Job Search Expert, Professional Blogger, Creative Thinker, Community Builder with a sense of humor. I like to help people.

This Post Has 11 Comments

  1. OlderWorker

    Some of those “recruiters” need to get their heads out of their butts! All of those things are patently false. That’s like saying all millenials are entitled or slackers. Either way it’s discriminatory. Quite frankly, i think most HR people are so arrogant it’s not even funny! Half of them don’t know what the hell they are doing. If you ask me, the actual hiring manager should be the ones applicants talk to, not some “suit” (yeah I know 80s talk) with a fancy-schmancy MBA degree in human resources. Secretaries can do their jobs, so they’re not so frickin’ special!!!

    1. Jacob Share

      You’re right that they’re (usually) false, but the best way to educate someone is to show them they’re wrong as opposed to just telling them, and even then it doesn’t always ‘take’.

      I’ll let a HR reader respond about secretaries doing their jobs 😉

  2. turab

    No recruiter has explicitly told anything about age but I am getting restless as to who really gets recruited for jobs posted online. Is it just a sham to show that they provide opportunities to everyone? If one has to recruit just by reference / internally then why advertise at all?
    This might appear as a rant but it holds to be true in my case.

    1. Jacob Share

      Hey Turab, it’s a very common frustration. On the one hand, recruiters need to show they’re open to everyone but of course that’s not really true; they already have ideal candidates in mind and anyone who doesn’t come close will be lucky to get a response at all- their time is limited just like yours.

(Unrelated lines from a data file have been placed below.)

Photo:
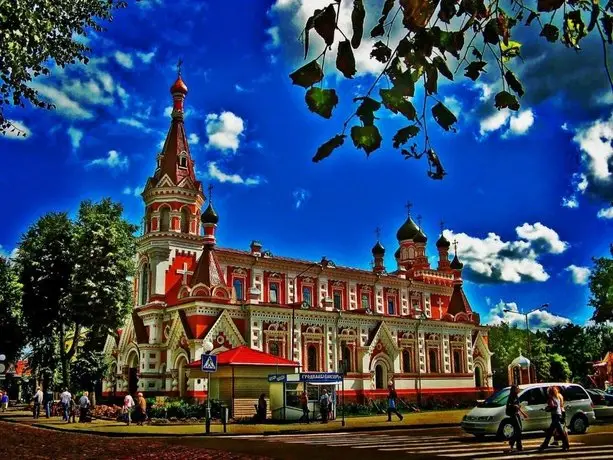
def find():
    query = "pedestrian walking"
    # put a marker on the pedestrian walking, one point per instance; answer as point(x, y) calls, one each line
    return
point(554, 406)
point(515, 413)
point(391, 405)
point(38, 400)
point(128, 404)
point(304, 404)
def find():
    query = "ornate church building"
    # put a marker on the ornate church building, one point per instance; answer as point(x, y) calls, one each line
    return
point(411, 324)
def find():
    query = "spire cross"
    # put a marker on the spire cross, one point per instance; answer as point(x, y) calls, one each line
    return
point(409, 205)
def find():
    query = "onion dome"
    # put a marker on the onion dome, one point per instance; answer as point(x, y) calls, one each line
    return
point(209, 216)
point(456, 264)
point(408, 230)
point(443, 242)
point(179, 86)
point(420, 237)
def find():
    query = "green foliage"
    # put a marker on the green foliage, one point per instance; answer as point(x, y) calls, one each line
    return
point(12, 335)
point(426, 50)
point(37, 33)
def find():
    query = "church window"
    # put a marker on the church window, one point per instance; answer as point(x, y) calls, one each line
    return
point(391, 306)
point(338, 300)
point(407, 364)
point(307, 295)
point(185, 220)
point(164, 219)
point(312, 358)
point(273, 294)
point(238, 285)
point(144, 284)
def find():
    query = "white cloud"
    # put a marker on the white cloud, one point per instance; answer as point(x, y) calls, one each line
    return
point(113, 160)
point(215, 173)
point(300, 196)
point(539, 320)
point(63, 104)
point(606, 213)
point(520, 124)
point(224, 131)
point(17, 131)
point(193, 139)
point(75, 137)
point(492, 260)
point(580, 275)
point(124, 59)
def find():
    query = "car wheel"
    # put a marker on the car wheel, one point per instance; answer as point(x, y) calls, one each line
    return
point(506, 430)
point(579, 424)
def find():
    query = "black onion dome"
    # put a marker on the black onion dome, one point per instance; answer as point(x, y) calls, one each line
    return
point(209, 216)
point(378, 249)
point(408, 230)
point(443, 242)
point(456, 264)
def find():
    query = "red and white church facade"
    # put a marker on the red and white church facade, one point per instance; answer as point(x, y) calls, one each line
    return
point(412, 325)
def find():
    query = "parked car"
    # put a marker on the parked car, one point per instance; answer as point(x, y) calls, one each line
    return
point(489, 417)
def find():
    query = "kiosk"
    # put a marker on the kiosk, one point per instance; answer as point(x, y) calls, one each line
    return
point(285, 391)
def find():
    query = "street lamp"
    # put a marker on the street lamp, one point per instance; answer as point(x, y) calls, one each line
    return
point(542, 307)
point(207, 346)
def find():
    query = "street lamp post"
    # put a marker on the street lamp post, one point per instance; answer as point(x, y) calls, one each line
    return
point(207, 346)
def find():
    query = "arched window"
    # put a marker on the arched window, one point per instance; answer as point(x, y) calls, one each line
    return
point(144, 284)
point(346, 359)
point(312, 358)
point(433, 360)
point(407, 365)
point(164, 219)
point(185, 220)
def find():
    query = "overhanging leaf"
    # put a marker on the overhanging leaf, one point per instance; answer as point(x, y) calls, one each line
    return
point(514, 83)
point(325, 24)
point(404, 134)
point(381, 52)
point(505, 99)
point(441, 65)
point(443, 116)
point(474, 69)
point(321, 101)
point(366, 138)
point(326, 149)
point(345, 61)
point(307, 75)
point(397, 103)
point(357, 22)
point(365, 111)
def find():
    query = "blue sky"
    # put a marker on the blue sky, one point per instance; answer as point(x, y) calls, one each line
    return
point(527, 196)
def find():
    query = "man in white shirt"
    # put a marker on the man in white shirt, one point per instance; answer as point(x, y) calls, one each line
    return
point(128, 404)
point(65, 398)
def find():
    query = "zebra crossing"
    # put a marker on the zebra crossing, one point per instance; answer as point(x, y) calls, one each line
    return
point(459, 447)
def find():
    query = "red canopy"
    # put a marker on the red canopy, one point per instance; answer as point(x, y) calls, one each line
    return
point(245, 356)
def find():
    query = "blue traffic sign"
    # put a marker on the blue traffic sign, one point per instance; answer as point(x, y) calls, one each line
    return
point(209, 363)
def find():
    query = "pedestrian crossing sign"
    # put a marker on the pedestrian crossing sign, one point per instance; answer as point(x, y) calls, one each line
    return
point(209, 363)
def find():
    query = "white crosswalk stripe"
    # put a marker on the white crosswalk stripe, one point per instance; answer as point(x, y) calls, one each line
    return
point(446, 447)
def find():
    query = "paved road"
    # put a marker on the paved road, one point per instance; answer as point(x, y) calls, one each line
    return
point(448, 443)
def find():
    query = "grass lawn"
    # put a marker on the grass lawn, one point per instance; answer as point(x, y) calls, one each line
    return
point(375, 422)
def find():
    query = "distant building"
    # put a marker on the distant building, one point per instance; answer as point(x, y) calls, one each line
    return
point(413, 325)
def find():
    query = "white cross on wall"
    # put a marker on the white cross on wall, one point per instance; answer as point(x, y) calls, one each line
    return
point(184, 272)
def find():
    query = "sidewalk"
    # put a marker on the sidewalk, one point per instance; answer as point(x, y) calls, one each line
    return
point(434, 419)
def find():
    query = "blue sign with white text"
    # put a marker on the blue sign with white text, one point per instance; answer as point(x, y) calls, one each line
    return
point(209, 363)
point(321, 377)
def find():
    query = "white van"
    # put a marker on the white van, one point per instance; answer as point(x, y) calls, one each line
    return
point(489, 417)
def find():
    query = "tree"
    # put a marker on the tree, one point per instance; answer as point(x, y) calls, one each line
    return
point(76, 278)
point(12, 334)
point(472, 35)
point(601, 289)
point(38, 32)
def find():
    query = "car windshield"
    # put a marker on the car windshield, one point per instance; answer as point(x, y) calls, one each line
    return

      There are many reasons that a recruiter advertises publicly on a job board, and they won’t always satisfy job seekers. For example, some corporate recruiters will do it simplify to justify a dedicated budget which they will lose otherwise. Others have no real intention of filtering the candidates from the public ad unless they “hit the jackpot” and somehow snare a superstar. And the list goes on.

  3. Suzanne Suckerman

    I find your articles so informative and helpful. I look forward to receiving them in my inbox every week.

    1. Jacob Share

      Thanks Suzanne! Great to hear it 👍👍👍

  4. Linda

    Awesome article and comments – thanks!

  5. Karen

    Recruiters will see on your resume when you graduated college, high school or even the first job you held. This is a dead giveaway as to how old you actually are. I keep getting you are over-qualified or exemplary resume when I interview. It is very frustrating these days to find a job.

  6. Dave

    Education is an easy solve, leave off any graduation dates. Relative to first jobs as an age indicator, I never submit a resume with more than 15 years experience and usually I go back 10 years-most applications ask for same once you get to that stage of the hiring process so why open yourself to that potential pitfall when no one may be interested in that early work experience to begin with. Further, more recent job experience typically aligns to a new opportunity – ex you may have started in business function but moved on to another you that you align yourself to now so again that early experience may not be pertinent to the current opportunity. If pressed to go back further, I typically summarize job experience not jobs/companies per se. None of this has ever disqualified me from a company’s initial interest in me – the rest isn’t about your resume, it’s how you present and sell yourself.